Okay, to conclude this series the notes I most often give to first drafts, let’s look at some dialogue notes:
- Too much how it is, not enough how it feels, When we write a first draft, our primary concern is laying out the plot and making it make sense. We tend to have characters explain their situation carefully, so that the reader understands the story. But resist this urge: The characters don’t know they’re in a story and they don’t know that anyone is listening. Furthermore, since they’re in a crisis, they’re going to be emotional and not very analytical. From a character perspective, this is great for you, because you want them to display a lot of personality, but from a plot perspective, it’s more problematic, since they’re not going to explain their actions very well. This is why the best plots visualize the problem, freeing the characters up to talk about other things.

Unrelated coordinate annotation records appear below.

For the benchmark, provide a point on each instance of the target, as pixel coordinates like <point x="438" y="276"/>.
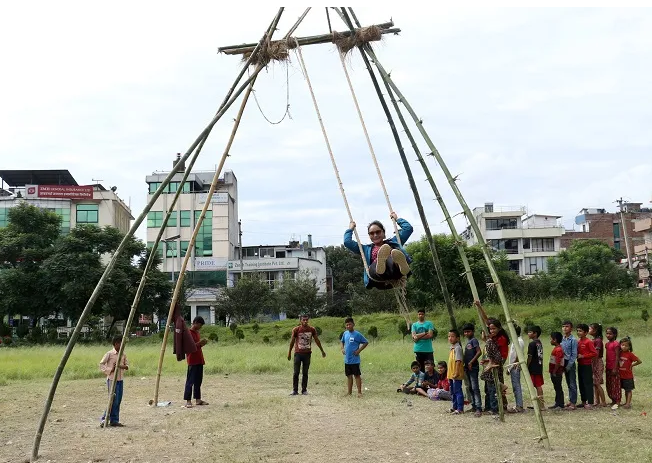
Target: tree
<point x="372" y="332"/>
<point x="421" y="290"/>
<point x="25" y="243"/>
<point x="300" y="295"/>
<point x="586" y="269"/>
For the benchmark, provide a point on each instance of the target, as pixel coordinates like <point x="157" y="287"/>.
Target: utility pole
<point x="240" y="244"/>
<point x="624" y="224"/>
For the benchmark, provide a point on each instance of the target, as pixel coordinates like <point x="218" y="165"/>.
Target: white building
<point x="59" y="192"/>
<point x="278" y="262"/>
<point x="527" y="240"/>
<point x="217" y="239"/>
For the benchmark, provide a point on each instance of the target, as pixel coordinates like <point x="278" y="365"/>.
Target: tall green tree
<point x="586" y="268"/>
<point x="25" y="243"/>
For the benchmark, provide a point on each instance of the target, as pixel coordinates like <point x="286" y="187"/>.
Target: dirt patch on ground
<point x="252" y="419"/>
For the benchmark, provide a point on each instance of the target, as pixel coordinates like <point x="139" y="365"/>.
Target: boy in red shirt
<point x="196" y="362"/>
<point x="556" y="369"/>
<point x="626" y="362"/>
<point x="585" y="354"/>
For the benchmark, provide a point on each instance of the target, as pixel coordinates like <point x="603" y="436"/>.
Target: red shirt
<point x="303" y="339"/>
<point x="626" y="360"/>
<point x="197" y="357"/>
<point x="556" y="359"/>
<point x="586" y="349"/>
<point x="613" y="347"/>
<point x="503" y="345"/>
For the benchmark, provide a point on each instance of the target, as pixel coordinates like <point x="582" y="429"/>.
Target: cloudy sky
<point x="546" y="108"/>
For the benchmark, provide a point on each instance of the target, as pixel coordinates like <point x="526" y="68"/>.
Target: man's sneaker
<point x="381" y="260"/>
<point x="399" y="259"/>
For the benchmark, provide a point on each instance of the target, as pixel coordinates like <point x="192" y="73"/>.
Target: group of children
<point x="580" y="360"/>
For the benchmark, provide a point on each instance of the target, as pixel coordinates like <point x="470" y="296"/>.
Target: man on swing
<point x="387" y="260"/>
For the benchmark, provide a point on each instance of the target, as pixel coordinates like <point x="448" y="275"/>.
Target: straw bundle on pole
<point x="476" y="229"/>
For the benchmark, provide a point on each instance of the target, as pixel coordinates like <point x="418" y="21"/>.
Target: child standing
<point x="535" y="361"/>
<point x="556" y="369"/>
<point x="195" y="374"/>
<point x="493" y="361"/>
<point x="456" y="371"/>
<point x="416" y="378"/>
<point x="472" y="353"/>
<point x="595" y="330"/>
<point x="352" y="344"/>
<point x="585" y="354"/>
<point x="611" y="364"/>
<point x="626" y="362"/>
<point x="108" y="366"/>
<point x="514" y="371"/>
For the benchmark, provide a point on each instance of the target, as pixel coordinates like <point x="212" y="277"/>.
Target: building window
<point x="266" y="252"/>
<point x="501" y="224"/>
<point x="159" y="248"/>
<point x="88" y="213"/>
<point x="185" y="219"/>
<point x="4" y="217"/>
<point x="172" y="221"/>
<point x="204" y="243"/>
<point x="154" y="219"/>
<point x="171" y="249"/>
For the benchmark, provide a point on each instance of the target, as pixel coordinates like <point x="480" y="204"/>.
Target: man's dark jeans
<point x="299" y="360"/>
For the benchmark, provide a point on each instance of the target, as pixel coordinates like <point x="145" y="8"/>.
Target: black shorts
<point x="627" y="384"/>
<point x="352" y="369"/>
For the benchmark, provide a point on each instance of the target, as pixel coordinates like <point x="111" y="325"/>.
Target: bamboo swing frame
<point x="195" y="149"/>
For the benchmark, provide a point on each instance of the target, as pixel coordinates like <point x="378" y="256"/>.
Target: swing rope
<point x="399" y="286"/>
<point x="371" y="148"/>
<point x="330" y="152"/>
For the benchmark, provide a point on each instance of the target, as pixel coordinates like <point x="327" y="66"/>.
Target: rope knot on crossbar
<point x="362" y="36"/>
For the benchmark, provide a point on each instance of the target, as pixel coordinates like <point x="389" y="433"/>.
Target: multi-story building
<point x="527" y="240"/>
<point x="59" y="192"/>
<point x="216" y="241"/>
<point x="643" y="251"/>
<point x="277" y="262"/>
<point x="596" y="223"/>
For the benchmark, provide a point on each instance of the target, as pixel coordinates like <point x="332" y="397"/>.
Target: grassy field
<point x="251" y="418"/>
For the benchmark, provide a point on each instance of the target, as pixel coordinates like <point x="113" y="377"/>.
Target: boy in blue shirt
<point x="353" y="342"/>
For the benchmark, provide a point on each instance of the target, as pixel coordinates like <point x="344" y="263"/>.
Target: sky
<point x="539" y="107"/>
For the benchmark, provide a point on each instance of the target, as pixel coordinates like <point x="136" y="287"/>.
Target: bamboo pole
<point x="476" y="229"/>
<point x="109" y="268"/>
<point x="408" y="172"/>
<point x="184" y="265"/>
<point x="386" y="28"/>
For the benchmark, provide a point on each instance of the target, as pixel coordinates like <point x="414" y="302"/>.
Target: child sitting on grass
<point x="416" y="378"/>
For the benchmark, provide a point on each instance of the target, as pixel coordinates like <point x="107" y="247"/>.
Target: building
<point x="596" y="223"/>
<point x="59" y="192"/>
<point x="277" y="262"/>
<point x="643" y="251"/>
<point x="216" y="242"/>
<point x="527" y="240"/>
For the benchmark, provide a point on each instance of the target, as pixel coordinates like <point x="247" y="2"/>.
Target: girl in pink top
<point x="613" y="376"/>
<point x="595" y="330"/>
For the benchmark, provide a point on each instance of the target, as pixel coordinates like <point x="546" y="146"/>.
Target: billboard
<point x="59" y="191"/>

- Plotting on the page: In first drafts, characters spend too much time discussing what they can and can’t do before they act. Even worse, they discuss what they did and didn’t do after they act. This is death. Figuring out the plot is your job, not theirs. Let the audience see their motivation and their obstacles before they act, without a lot of discussion, and never let them Monday-morning-quarterback their decisions.
- More personality: All too often in a first draft, a character’s reactions aren’t unique enough… They say what anyone would say, or they ask something in the way that anyone would ask it.
- Nobody would say that. Here’s an example from The Hurt Locker of dialogue that drives me crazy. The guys are going though Jeremy Renner’s stuff and asking about it. He explains, “This box is full of stuff that almost killed me.” Then Anthony Mackie takes out a wedding ring and blankly asks, “And what about this one?” Renner smiles ruefully: “It's my wedding ring.” Mackie looks confused until Renner says “Like I said, stuff that almost killed me.” The problem, of course, is that people don’t give each other big, fat set-ups like these. We’re always trying to guess what the other person’s going to say. If one of your characters has something clever to say, let them jump right in and say it, don’t force another character to set them up for the line.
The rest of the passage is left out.